Qu est ce qui est plus facile : refuser de parler aux médias minés, ou les utiliser en faisant fonctionner toute son intelligence en temps réel pour surfer sur les mines ?
Qui a une attitude grossière et simpliste face a la complexité de l utilisation des medias ?
Qui ne sert a rien drapé dans sa superbe outrance, qui est réellement inoffensif et insignifiant (car outrancier) pour le système ?
Sûrement pas Paul.
@Paul
Hs Au sujet des trolls : Je trouve fascinant tous ces contributeurs anonymes mal attentionnés qui passent autant de leur « temps libre » (temps consacré hors de leur salariat sinon ils voleraient leurs employeurs !) à réciter leur catéchisme.

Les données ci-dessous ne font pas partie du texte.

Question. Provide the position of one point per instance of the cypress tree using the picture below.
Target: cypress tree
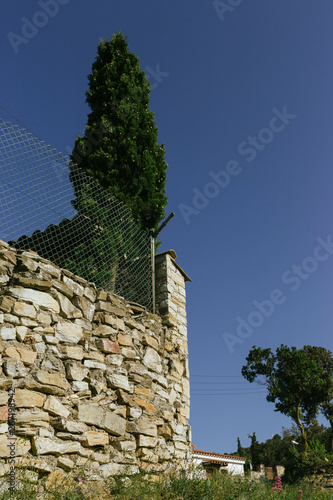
(119, 148)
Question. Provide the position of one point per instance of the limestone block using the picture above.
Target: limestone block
(117, 381)
(28, 399)
(10, 318)
(40, 299)
(75, 287)
(146, 441)
(95, 356)
(125, 446)
(19, 447)
(33, 417)
(114, 469)
(7, 332)
(45, 446)
(36, 463)
(56, 379)
(165, 431)
(86, 306)
(44, 319)
(114, 322)
(75, 371)
(90, 293)
(152, 360)
(65, 463)
(6, 304)
(94, 364)
(128, 353)
(147, 455)
(144, 404)
(108, 346)
(68, 332)
(186, 388)
(72, 352)
(30, 323)
(63, 288)
(45, 433)
(134, 413)
(14, 369)
(78, 386)
(149, 340)
(125, 340)
(104, 331)
(114, 424)
(40, 347)
(143, 392)
(177, 366)
(102, 458)
(180, 445)
(73, 427)
(24, 309)
(20, 354)
(5, 383)
(94, 438)
(67, 309)
(115, 359)
(142, 426)
(54, 407)
(50, 339)
(3, 428)
(91, 414)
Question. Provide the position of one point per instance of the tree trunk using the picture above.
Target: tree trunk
(301, 427)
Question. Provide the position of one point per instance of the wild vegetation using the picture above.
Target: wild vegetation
(176, 486)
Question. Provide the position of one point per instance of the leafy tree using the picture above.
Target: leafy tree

D’où cette question anthropologique : Comment la classe moyenne a t’elle pu engendrer ce genre de zozos ?
http://heinberg.wordpress.com/2009/06/02/206-look-on-the-bright-side/
MuseLetter 206 / June 2009 by Richard Heinberg
Une traduction (automatique corrigée des erreurs grossières) des interrogations qui me semblent importantes pour le sujet de ce fil:
@ Fujisan
Merci pour vos contributions toujours très pertinentes.
Je trouve cette intervention très constructive par rapport à la position de Frédéric Lordon (dont j’apprécie la qualité de réflexion et la pédagogie)
Se draper dans sa pureté (ce qui est louable) ne fait pas avancer le débat.
L’ermite vit peut-être dans la sagesse, mais il n’y a pas de gloire à refuser de se confronter à la folie du monde en s’en retirant.
Dans ce fil, je regrettais que les économistes hétérodoxes ne puissent se réunir pour confronter leurs idées, j’ai constaté depuis que la démarche avait été tentée par Paul Jorion sans succès, je trouve cela d’autant plus déplorable, qu’en face, les ultras libéraux se tiennent les coudes eux!!!
C’est le drame des forces progressistes, elles avancent toujours en ordre dispersé, multipliant jusqu’à plus soif les chapelles, voir se combattant entre elles….c’est d’autant plus désespérant que nous sommes certainement à un tournant historique décisif.
Petite question pratique quel traducteur avez vous utilisé, car pour avoir essayé Google et Yahoo, j’ai renoncé à les utiliser tant le résultat était incompréhensible.